And So They Return
by Carbuncle
Summary: The Mayor of Midgar decides to deport all illegal immigrants from the City. When it is revealed that Cloud is an illegal alien, he and Tifa try to apply for a visa, only to be rejected. It is then that Tifa comes up with a brilliant plan to avoid Cloud ge


FINAL FANTASY VII  
  
And So They Return  
  
(Open to the Sector 7 Slums, 7th Heaven. Tifa walks up the porch steps, puts the key in the door and unlocks it. She then turns the handle and walks inside.)  
  
(Cut to 7th Heaven, the bar. Tifa walks in and turns on the lights. Cid is fast asleep at the table.)  
Tifa: Cid?  
Cid: Zzz... Zzz...  
Tifa: (taps him lightly on the shoulder) ...Cid??  
Cid: (wakes up with a start) Don't touch my booty!!  
Tifa: (jumps back) Waaa!  
Cid: Huh? Oh, Tifa, it's just you. Man, my head hurts...  
Tifa: Cid, have you been up all night playing cards with your poker buddies again?  
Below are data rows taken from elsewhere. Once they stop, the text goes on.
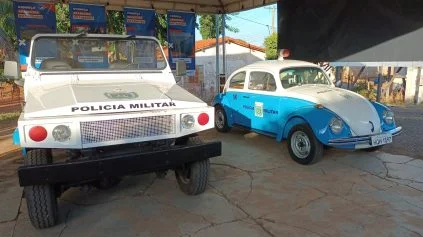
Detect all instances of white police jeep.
[5,34,221,228]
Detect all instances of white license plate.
[372,133,392,146]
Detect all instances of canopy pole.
[215,14,220,94]
[222,14,226,82]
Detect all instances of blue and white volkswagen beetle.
[213,60,402,164]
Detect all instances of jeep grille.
[81,115,176,144]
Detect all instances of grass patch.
[0,112,21,122]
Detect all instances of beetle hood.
[24,82,207,118]
[286,85,381,136]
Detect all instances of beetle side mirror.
[3,61,20,80]
[3,61,24,87]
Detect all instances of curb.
[0,148,21,159]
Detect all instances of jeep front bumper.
[18,142,222,186]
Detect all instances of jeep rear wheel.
[24,149,58,229]
[175,136,210,195]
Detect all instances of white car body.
[18,34,214,149]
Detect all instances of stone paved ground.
[382,105,423,160]
[0,130,423,237]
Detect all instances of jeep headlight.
[52,125,72,142]
[383,110,394,125]
[329,117,344,134]
[181,114,195,129]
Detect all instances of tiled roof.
[163,37,265,57]
[195,37,265,53]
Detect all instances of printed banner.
[13,2,56,71]
[69,3,106,34]
[167,11,195,76]
[124,8,156,36]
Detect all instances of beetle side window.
[229,72,245,89]
[248,72,276,91]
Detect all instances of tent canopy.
[44,0,277,14]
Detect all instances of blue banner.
[167,11,195,76]
[69,3,106,34]
[13,2,56,71]
[124,8,156,36]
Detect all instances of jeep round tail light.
[28,126,47,142]
[198,113,209,126]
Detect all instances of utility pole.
[265,7,276,33]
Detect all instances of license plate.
[372,133,392,146]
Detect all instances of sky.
[195,4,277,46]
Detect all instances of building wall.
[405,67,423,103]
[195,43,265,100]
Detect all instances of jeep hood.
[24,82,207,118]
[286,85,381,136]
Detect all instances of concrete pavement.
[0,130,423,237]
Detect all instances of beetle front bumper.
[328,127,402,147]
[18,142,222,186]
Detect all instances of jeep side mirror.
[176,61,187,77]
[3,61,20,80]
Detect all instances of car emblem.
[369,121,375,132]
[104,92,138,100]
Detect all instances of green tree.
[56,3,70,33]
[199,14,239,39]
[0,1,17,48]
[264,32,278,60]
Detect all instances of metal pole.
[222,14,226,81]
[414,67,422,104]
[215,14,220,94]
[376,67,382,102]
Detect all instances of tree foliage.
[264,32,278,60]
[199,14,239,39]
[0,1,17,48]
[56,3,70,33]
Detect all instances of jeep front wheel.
[175,136,210,195]
[24,149,58,229]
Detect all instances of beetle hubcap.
[216,110,225,128]
[291,131,311,159]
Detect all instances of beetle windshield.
[279,67,331,89]
[31,37,166,71]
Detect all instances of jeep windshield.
[31,36,166,71]
[279,67,331,89]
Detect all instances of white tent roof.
[37,0,278,14]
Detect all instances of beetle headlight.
[329,117,344,134]
[181,114,195,129]
[52,125,72,142]
[383,110,394,125]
Cid: Damned straight! (sits up) Oh, I tell ya, Tifa, that was some night I had. Lemme set the scene for ya...  
  
(Cut to 7th Heaven, the bar, the previous night. Cid, Solid Snake, Ryudo (from Grandia 2), Zidane Tribal and Jak & Daxter are sitting at the table, playing cards.)  
Cid: Okay, three kings, guys. (lays out his cards) Read 'em and weep!  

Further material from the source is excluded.